Jackie Hope: Got mud?
You ever look at any of those fancy-schmancy decorating magazines? Ones with multi-syllabic words in their names, like “Architectural” or “Metropolitan?”
OK, true confession time here: We’ve subscribed to nearly every magazine there ever was, or is, including a few that had as short a lifespan as a mayfly — or a lifespan like the last Twinkie in a 10-year-old’s lunchbox. Yeah, I subscribed to “Domino,” which had a couple of good years in it. The publisher rolled over my unused subscription fees, and gave me an extra year of “Glamour” instead. Because, hey, everybody needs an extra year of glamour in her life.
We even have the premiere issue of “H.P. Lovecraft’s Magazine of Horror,” which lasted five issues, including the issue numbered 1½. And yeah, it was a real horror, alright.
Right now our reading room offers publications ranging from “Reader’s Digest” to “Architectural Digest,” with side trips to “Your Dog,” “Biblical Archaeology Review,” “Birds & Blooms,” and “WWE Magazine” — the pro wrestling news mag. That last one is not mine. Even though Ryback rules. And did you see Daniel Bryan ruling “Monday Night Raw?” Throwing it down with Triple H! That heel! Oops ...
Anyway, this time of the year, the mags with “home” or “house” somewhere in their titles do their spring cleaning and redecorating issues. They have exciting articles like “De-Clutter Your Walk-In Closets,” because all of us have closets we can actually walk into.
The featured closets look to be about the size of a double-wide Winnebago with Ikea cubbies and shelving, drawers full of under drawers, and a whole wall of mix-and-match shirts and skirts, matched up by color and length. We can all identify with that, can’t we? Actually, the magazine closet looks a lot like the back room at the Arc Aid shop, minus the Arc’s cardboard boxes.

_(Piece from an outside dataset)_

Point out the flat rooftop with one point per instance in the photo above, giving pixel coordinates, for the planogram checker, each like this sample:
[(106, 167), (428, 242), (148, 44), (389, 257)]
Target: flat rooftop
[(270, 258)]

My closet has mix-and-match shoes, none of which seem to match up when I am late for church, and all I can find are left shoes in varying shades of black. My sock drawer is similarly sorted, except all the socks are for the right foot instead of the left. I know they are right-footed socks because there are always holes in them where my right big toe likes to wiggle around.
There should be toeless socks, like those campy fingerless gloves we wore in the ‘80s. And which some of my friends still wear — you know who you are.
Know what this month’s focus is for “modern homes,” “traditional homes,” “better homes” and “architecturally digested” homes? Mud rooms. Who knew? We can get an intimate view of Madonna’s mud room — our very own Blonde Ambition Tour. Or see Julia Roberts’ welcome mat and rainboot box. Maybe that is where she keeps those cute boots she wore in “Runaway Bride.”
Mud rooms. Yeah. This time of year, in North Dakota, every room is a mud room. Especially if you have a kid, a dog, or both.
But, OK, let’s figure out what a mud room really is. Dictionary.com describes a mud room as, “… a vestibule or other area in a house, in which wet or muddy clothes or footwear are removed.” So a mud room is like a walk-in closet, without the mixy-matchy Ann Taylor separates?
The cunning and coy magazine pics show cubbies of boots, with the boot owners’ names stenciled above their respective cubbies. Beneath the cubbies, there are baskets of clean socks neatly stored on shelves. These socks have never been worn because: they are still in pairs and there are no wiggle holes near the right big toe areas.
Cutesie hooks in the shapes of duckies and bunnies are pictured, too, holding rain slickers and gardening smocks. Nobody in North Dakota owns a slicker; it doesn’t rain that much.
Even when it does rain, it’s too cold to slosh around in, unless you are unplugging a plugged downspout. And who actually wears a smock for gardening? Smocks are what you get tied into when you are sitting in the emergency room with a major case of hives because you’ve forgotten to take your Benadryl before heading out to the garden.
So here’s the deal. Most houses around here have two mud rooms. You got your back steps, and you got your front steps. You leave your muddy sneakers on the front steps if you are gonna get back into the pickup pretty soon, and on the back steps if you are going out to load up the bird feeders. Your muddy flip flops can be left on either set of steps, depending on what you’ve stepped in with them. If you are lucky enough to own Wellies, you only use them for gardening, and for trips to the farm store.
What we really need are practical “house” magazines. Ones that tell you how to get 8 inches of ice out of the end of your downspout, or how to get muddy dog footprints off your tan couch. Oh! I know that one! Stencil gray doggie footprints all over the couch’s upholstery. I am so gonna launch a new magazine, and call it either “Pawn Shop Chic” or “Garage Sale Re-Gifting.”